As for that urgent injunction filed on Monday? All we can say is that it was heard in Wellington’s High Court and extended for a week.

But today, in a break from comments on social media to the ones made to actual media, we can report what Police Minister Mark Mitchell says about the thing at the centre of this all.

“He has kept them away from education. He has kept them away from medical support. He has taken them and used them as human shields in violent criminal offending, and he has put his daughter in harm’s way when he tried to kill a police officer.”

Philips is in no way, shape or form a hero, says the minister: “Quite the opposite — he’s a monster.”

Friday

The family of Tom Phillips are devastated he shot a police officer, an “innocent person doing their job”.

'We're absolutely gutted for this officer and their family … We hope that the officer can make a full recovery.'

Yesterday, a spokesperson for the Phillips family tells Radio New Zealand they had no knowledge of any members helping Phillips, and that the family had gone through four years of “pressure and scrutiny and media harassment”.
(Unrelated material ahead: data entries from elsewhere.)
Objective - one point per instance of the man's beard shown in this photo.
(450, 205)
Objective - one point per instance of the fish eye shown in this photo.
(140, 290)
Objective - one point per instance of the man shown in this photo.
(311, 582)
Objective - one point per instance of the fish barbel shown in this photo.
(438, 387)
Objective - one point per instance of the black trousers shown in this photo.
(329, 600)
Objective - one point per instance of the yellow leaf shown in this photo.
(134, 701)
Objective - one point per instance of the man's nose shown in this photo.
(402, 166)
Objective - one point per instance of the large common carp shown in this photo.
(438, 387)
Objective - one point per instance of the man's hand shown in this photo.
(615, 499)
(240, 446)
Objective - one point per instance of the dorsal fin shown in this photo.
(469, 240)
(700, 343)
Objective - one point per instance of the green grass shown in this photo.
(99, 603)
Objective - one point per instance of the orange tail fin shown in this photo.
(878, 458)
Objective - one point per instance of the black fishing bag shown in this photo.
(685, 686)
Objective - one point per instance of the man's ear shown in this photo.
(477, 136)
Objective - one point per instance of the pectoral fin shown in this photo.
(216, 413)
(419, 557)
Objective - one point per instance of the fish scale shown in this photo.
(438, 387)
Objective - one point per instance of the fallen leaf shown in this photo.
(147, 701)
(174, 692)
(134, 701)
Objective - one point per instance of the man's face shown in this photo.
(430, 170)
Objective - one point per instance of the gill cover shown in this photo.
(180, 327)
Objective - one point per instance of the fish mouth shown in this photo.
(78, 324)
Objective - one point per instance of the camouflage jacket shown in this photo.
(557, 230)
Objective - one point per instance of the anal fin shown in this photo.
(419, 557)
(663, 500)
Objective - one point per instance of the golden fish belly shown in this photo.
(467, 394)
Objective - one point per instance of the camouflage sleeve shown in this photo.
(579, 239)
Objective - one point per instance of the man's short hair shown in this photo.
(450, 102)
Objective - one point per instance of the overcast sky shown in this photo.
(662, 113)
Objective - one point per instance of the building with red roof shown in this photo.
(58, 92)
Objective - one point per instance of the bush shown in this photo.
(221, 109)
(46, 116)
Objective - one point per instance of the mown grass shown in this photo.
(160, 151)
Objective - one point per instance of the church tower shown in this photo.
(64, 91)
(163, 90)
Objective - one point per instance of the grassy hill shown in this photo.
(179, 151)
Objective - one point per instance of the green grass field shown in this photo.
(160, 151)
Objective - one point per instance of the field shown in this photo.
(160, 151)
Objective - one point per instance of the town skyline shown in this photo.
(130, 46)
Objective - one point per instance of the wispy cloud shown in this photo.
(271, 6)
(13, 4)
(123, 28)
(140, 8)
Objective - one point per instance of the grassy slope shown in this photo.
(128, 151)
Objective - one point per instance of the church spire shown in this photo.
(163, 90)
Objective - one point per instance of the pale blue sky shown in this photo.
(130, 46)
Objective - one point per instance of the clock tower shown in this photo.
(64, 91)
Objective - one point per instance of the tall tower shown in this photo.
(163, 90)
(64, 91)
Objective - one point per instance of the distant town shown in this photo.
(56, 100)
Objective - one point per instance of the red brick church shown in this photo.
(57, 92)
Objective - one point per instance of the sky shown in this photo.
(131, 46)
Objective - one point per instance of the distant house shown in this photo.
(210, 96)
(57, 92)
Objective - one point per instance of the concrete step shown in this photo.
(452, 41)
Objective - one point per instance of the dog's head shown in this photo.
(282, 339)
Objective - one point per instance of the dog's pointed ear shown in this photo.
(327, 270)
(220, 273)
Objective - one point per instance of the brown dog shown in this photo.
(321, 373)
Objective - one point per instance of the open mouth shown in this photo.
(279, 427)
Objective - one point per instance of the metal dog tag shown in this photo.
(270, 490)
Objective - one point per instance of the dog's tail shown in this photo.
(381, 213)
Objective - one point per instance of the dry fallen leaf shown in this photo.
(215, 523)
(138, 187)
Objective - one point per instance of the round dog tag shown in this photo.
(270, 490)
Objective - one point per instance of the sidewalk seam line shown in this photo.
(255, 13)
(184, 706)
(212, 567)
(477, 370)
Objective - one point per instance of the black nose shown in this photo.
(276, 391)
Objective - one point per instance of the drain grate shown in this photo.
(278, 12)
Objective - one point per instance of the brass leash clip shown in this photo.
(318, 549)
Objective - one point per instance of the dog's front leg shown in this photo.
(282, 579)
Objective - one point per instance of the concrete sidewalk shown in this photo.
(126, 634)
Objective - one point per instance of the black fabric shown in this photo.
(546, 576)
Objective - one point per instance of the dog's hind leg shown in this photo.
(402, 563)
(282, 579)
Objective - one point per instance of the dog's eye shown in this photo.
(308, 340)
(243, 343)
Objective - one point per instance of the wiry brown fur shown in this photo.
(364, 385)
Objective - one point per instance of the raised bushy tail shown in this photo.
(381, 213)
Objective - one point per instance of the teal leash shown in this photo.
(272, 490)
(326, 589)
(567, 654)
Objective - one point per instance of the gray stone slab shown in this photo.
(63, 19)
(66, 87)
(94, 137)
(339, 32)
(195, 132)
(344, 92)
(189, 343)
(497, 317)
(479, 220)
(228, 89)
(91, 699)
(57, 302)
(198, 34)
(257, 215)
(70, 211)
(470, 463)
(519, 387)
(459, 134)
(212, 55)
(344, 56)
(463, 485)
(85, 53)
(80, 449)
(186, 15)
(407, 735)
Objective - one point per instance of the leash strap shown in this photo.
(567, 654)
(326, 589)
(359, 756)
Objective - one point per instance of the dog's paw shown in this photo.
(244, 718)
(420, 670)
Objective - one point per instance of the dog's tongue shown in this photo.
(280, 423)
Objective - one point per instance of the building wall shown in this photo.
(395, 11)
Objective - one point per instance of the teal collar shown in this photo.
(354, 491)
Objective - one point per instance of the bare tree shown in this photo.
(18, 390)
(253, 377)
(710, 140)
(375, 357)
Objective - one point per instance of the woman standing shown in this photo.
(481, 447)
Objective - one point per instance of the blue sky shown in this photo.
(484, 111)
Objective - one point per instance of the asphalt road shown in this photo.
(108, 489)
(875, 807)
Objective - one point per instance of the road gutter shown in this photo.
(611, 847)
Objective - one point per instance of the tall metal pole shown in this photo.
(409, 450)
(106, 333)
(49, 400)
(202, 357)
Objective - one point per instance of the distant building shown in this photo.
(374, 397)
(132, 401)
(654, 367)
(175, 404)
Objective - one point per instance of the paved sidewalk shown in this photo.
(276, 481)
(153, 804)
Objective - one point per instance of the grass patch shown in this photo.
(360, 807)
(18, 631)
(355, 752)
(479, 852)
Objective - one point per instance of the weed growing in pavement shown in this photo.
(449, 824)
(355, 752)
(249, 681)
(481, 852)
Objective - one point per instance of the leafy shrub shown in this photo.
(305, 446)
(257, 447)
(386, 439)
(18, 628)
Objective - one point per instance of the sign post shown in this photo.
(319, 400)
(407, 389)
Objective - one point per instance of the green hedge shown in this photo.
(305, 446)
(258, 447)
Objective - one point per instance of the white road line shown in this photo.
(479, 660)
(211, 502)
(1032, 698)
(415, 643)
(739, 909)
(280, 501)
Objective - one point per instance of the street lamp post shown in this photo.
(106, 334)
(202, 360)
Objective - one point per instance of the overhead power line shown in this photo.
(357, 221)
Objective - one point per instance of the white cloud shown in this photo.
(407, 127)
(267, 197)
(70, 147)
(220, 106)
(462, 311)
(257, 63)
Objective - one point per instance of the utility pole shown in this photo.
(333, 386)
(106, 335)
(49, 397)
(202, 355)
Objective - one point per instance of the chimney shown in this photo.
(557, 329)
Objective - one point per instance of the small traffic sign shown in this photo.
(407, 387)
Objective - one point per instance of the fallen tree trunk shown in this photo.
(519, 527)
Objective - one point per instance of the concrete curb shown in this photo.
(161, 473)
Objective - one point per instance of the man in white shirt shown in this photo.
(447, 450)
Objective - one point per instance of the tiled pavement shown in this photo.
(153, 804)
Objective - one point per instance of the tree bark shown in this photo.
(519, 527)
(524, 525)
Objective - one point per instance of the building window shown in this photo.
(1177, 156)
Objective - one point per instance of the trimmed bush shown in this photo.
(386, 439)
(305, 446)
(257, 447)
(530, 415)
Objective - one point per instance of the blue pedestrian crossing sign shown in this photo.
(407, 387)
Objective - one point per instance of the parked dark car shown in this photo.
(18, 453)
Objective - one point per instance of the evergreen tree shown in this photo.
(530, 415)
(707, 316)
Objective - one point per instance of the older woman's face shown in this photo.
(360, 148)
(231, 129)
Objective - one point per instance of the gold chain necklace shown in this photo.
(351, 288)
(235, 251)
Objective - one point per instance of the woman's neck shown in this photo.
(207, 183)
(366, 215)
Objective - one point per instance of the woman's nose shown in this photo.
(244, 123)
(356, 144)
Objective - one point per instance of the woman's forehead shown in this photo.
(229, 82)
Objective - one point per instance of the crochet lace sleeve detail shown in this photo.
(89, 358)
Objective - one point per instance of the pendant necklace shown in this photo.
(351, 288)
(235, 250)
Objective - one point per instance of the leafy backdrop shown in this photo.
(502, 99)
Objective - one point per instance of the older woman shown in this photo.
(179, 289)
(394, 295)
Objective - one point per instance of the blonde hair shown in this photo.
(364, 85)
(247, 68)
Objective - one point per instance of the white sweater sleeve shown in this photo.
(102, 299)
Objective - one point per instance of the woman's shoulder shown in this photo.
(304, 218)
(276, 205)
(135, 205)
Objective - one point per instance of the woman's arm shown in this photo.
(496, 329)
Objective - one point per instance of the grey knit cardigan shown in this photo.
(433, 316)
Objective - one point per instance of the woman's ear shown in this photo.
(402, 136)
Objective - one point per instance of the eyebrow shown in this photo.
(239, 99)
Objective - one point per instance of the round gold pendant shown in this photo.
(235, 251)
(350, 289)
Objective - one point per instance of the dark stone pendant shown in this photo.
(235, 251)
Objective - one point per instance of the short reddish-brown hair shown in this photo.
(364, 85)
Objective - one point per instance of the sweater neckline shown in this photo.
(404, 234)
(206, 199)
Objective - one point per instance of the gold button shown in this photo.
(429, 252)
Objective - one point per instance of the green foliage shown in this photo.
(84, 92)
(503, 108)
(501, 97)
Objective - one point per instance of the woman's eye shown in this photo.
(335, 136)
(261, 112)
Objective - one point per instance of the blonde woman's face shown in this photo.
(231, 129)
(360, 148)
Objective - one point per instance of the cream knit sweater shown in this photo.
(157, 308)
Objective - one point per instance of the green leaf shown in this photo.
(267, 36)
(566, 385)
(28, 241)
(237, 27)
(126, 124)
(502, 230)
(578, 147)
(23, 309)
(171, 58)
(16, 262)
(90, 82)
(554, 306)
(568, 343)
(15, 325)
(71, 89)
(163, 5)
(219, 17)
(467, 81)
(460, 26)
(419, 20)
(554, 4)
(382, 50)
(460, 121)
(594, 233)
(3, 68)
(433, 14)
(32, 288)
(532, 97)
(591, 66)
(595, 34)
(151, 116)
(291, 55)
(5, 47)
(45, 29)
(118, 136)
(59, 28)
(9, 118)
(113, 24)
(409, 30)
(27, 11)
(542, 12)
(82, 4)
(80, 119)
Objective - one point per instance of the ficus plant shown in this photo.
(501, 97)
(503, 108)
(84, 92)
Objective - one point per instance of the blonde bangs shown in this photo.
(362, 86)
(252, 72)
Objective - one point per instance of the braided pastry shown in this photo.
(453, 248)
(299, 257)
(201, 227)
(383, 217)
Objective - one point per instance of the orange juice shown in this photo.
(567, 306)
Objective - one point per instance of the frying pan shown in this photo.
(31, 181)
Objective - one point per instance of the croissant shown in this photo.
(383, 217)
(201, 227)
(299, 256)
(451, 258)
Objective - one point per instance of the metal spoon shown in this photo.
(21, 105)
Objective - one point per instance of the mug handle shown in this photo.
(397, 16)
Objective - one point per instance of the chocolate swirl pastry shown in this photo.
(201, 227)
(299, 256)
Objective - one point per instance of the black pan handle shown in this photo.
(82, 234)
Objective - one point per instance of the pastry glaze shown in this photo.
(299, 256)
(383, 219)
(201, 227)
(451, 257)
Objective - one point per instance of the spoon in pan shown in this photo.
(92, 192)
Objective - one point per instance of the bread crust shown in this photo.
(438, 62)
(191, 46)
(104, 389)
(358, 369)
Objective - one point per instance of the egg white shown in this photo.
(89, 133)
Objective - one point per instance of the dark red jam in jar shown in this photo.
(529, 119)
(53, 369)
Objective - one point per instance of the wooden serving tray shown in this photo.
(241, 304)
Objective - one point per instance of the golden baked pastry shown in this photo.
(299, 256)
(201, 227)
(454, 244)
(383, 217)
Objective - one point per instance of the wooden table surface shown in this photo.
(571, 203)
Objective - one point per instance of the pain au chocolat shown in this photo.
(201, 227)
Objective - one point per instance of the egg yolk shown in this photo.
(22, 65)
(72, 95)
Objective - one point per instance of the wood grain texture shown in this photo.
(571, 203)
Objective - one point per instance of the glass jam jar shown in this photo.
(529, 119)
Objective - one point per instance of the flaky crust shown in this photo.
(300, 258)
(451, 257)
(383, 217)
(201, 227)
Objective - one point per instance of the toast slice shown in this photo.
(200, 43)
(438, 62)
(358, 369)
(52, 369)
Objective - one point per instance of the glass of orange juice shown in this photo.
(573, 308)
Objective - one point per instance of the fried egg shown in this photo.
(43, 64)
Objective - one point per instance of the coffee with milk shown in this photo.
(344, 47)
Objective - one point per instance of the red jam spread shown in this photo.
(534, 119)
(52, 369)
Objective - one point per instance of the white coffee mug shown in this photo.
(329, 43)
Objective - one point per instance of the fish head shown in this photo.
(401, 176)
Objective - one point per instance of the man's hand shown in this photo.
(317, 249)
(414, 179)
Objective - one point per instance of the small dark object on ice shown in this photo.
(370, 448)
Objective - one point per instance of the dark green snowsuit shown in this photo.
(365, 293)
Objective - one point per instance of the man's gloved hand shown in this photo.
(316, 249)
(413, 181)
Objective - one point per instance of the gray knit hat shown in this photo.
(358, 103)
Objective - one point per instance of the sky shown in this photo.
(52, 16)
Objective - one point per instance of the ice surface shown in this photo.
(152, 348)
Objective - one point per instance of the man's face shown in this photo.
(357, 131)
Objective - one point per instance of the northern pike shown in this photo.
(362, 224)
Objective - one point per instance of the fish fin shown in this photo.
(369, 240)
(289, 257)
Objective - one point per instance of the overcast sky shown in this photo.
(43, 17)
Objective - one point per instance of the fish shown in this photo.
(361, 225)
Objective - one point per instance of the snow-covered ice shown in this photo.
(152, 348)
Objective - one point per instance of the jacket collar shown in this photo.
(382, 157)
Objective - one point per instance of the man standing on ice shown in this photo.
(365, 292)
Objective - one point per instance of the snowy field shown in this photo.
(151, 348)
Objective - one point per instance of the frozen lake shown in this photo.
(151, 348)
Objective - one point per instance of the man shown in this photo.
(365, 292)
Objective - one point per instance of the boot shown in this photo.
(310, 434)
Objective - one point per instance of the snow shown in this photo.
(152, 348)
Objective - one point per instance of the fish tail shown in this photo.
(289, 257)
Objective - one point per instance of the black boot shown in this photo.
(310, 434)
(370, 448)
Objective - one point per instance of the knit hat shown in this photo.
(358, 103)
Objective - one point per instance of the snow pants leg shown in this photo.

'The 100% focus and priority from Monday on is the children and their wellbeing moving forward.'

But while the end happened quickly on Monday, all the moving forward - for everyone - is likely to happen very slowly. There’ll be many private stories of reintegration and recovery, court hearings and arguments that may never be reported, and police investigations that will have to be.

And questions too. Today, five long days after “a monster” shot a cop, the most recent one comes from University of Auckland law professor Carrie Leonetti.

“Like a lot of people, [I’m wondering] how is it he ever had access to these children, certainly for the second abduction,” Leonetti said.

“I would want to know, what evidence [was put before the courts] about the potential risk Tom Phillips posed to those children, and what the Family Court did with that evidence?”